“Had better have a little of this stale bread-and-butter then, dear?” proceeded Polly in a would-be anxious tone.
“Yes, if you will, dear. But you never like stale bread-and-butter.”
“I’ll eat it if you wish me to, Helen,” answered Polly, in a very meek, good little voice.
The two boys began to chuckle, and even Dr. Maybright looked at his second daughter in a puzzled, abstracted way. Helen, too, colored slightly, and wondered what Polly meant. But the young lady herself munched her stale bread with the most immovable of faces, and even held up the slice for Helen to scrutinize, with the gentle, good little remark—“Have I put too much butter on it, Nell? It isn’t right to waste nice good butter, is it?”
“Oh, Polly, how dreadful you are?” said Fly.
“What do you mean?” said Polly, fiercely.
She dropped her meek manners, gave one quick glare at the small speaker, and then half turning her back on her, said in the gentlest of voices, “What would you like me to do this morning, Helen?
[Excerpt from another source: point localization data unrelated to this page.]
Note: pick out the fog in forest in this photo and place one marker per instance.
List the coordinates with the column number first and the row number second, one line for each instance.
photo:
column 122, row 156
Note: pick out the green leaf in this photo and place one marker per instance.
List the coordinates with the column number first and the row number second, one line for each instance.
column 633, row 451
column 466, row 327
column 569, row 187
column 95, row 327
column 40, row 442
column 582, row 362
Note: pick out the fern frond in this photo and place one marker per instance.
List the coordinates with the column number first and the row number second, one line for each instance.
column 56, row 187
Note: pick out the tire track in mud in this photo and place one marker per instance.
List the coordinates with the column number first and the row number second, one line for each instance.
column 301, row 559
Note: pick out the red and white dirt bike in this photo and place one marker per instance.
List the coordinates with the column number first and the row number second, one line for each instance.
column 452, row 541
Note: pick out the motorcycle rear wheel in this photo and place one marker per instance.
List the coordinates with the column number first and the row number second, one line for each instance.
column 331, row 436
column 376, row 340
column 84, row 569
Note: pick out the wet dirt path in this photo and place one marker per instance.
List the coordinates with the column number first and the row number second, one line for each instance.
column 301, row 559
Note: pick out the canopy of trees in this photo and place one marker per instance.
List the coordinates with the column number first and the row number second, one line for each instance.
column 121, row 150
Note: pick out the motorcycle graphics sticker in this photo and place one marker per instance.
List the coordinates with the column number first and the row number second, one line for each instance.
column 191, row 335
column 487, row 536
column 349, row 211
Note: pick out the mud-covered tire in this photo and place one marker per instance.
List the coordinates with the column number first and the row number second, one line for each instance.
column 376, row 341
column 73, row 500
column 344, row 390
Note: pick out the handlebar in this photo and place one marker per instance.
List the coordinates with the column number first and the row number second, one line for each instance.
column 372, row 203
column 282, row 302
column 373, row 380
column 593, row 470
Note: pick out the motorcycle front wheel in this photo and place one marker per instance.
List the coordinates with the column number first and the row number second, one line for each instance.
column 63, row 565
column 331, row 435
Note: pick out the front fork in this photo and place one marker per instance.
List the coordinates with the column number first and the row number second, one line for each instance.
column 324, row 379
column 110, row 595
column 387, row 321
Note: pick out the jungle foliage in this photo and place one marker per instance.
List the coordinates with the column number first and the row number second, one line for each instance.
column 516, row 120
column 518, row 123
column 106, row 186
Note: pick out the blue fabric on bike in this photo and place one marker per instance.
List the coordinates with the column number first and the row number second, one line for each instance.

Shall I look over my history lesson for an hour, and then practise scales on the piano?”
“You may do just as you please, as far as I am concerned,” replied Helen, who felt that this sort of obedience was far worse for the others than open rebellion. “I thought you wanted to see father, Polly. He has just gone into his study, and perhaps he will give you ten minutes, if you go to him at once.”
This speech of Helen’s caused Polly to forget her role of the meek, obedient martyr. Her brow cleared.
“Thank you for reminding me, Nell,” she said, in her natural voice, and for a moment later she was knocking at the Doctor’s study door.